In all four cases, there is a different behavior around $\dot{{\mathscr{M}}}$ = 3. For all cases, the ${\rm{\Delta }}{R}_{{\rm{H}}\beta }$ median is 0.09 for $\dot{{\mathscr{M}}}$ < 3 (or ${L}_{\mathrm{bol}}/{L}_{\mathrm{Edd}}$ < 0.2); however, the scatter is higher with a virial factor equal to 1. For the high accretion rate, the ${\rm{\Delta }}{R}_{{\rm{H}}\beta }$ median is 0.26 and 0.31 for $\dot{{\mathscr{M}}}$ and ${L}_{\mathrm{bol}}/{L}_{\mathrm{Edd}}$ and 0.61 and 0.50 for ${\dot{{\mathscr{M}}}}^{{\rm{c}}}$ and ${L}_{\mathrm{bol}}/{L}_{\mathrm{Edd}}^{{\rm{c}}}$, respectively. However, from Figure 2, we see that very low accretion objects have ${\rm{\Delta }}{R}_{{\rm{H}}\beta }$ > 0 for a virial factor anticorrelated with the FWHM. As we have shown in the previous section, we can represent the relation between ${\rm{\Delta }}{R}_{{\rm{H}}\beta }$ and accretion parameters by a linear fit in the whole log space without any break, which is supported by the Pearson coefficient and rms value. We do not see any evidence of a break around $\dot{{\mathscr{M}}}$ = 3, especially in the cases with a virial factor anticorrelated with the FWHM of Hβ.

The virial factor is one of the most important uncertainties in the black hole mass determination and accretion parameters, as is emphasized in Sections 5.1 and 5.2. According to Mejía-Restrepo et al. (2018), the virial factor f_BLR^c includes a correction for the orientation effect, then ${\dot{{\mathscr{M}}}}^{{\rm{c}}}$ would show an accurate estimation that is reflected in the scattering of the measurement, particularly when it is compared with the other parameters. However, their results are based on a Shakura–Sunyaev (SS) disk (Shakura & Sunyaev 1973), which is appropriate for their sample, where ∼90% of the objects show a low accretion rate, and they can be perfectly presented by an SS model disk (Capellupo et al. 2016).
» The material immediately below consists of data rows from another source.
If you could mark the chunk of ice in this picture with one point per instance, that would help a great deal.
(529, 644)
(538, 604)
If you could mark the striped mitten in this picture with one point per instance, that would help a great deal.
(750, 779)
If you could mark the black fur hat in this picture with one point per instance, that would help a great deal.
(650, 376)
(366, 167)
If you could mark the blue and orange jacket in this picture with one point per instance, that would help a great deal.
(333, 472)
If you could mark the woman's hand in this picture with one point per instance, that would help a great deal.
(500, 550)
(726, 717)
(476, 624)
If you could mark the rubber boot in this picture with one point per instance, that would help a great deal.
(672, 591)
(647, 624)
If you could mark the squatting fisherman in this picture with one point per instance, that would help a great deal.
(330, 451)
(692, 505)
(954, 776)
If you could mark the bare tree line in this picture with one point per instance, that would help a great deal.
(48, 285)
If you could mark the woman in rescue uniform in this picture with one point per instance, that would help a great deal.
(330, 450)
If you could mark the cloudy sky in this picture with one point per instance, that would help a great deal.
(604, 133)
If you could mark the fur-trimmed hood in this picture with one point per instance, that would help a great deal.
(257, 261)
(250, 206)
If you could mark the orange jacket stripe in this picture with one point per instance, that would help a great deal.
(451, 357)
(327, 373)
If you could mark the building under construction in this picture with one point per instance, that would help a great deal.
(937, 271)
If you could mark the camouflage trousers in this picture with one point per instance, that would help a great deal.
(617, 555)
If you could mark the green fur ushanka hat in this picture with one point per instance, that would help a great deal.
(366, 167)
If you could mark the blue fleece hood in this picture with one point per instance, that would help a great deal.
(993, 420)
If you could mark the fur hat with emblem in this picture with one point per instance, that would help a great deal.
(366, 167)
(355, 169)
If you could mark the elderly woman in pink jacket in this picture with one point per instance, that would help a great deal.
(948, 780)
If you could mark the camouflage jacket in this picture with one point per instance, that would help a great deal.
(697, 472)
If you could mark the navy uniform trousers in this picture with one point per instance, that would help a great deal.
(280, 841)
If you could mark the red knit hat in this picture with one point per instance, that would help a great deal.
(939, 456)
One-third of our sample shows a high accretion rate ($\dot{{\mathscr{M}}}$ ≳ 3) and, according to Wang et al. (2014c), in high accretors, the slim disk produces an anisotropic radiation field, which divides the BLR into two regions with distinct incident ionizing photon fluxes. Using the code BRAINS, Li et al. (2018) demonstrated that two-region model is better than a simple one for Mrk 142, a typical high accretor source. Therefore, the incident radiation flux and geometry are more complex in highly accreting AGNs. New spectral energy distribution models for the slim disk are required in order to get a better estimation of the virial factor for this kind of object.

Studies of large quasar samples showed that the continuum amplitude of the variability is anticorrelated with the Eddington ratio (Wilhite et al. 2008; MacLeod et al. 2010; Simm et al. 2016; Rakshit & Stalin 2017; Li et al. 2018; Sánchez-Sáez et al. 2018). Here F_var measures the excess of variability above the noise level and can be used as an estimator of this effect. As we showed in the previous section, ${\rm{\Delta }}{R}_{{\rm{H}}\beta }$ is anticorrelated with the dimensionless accretion rate and Eddington ratio. In Figures 3 and 4, we show the change of F_var along the relation ${\rm{\Delta }}{R}_{{\rm{H}}\beta }$–$\dot{{\mathscr{M}}}$ and ${\rm{\Delta }}{R}_{{\rm{H}}\beta }$–${L}_{\mathrm{bol}}/{L}_{\mathrm{Edd}}$ using different virial factors. In all cases, the minimum F_var at 5100 Å values tends to be associated with the highest $\dot{{\mathscr{M}}}$ (and ${L}_{\mathrm{bol}}/{L}_{\mathrm{Edd}}$) and smallest ${\rm{\Delta }}{R}_{{\rm{H}}\beta }$ values.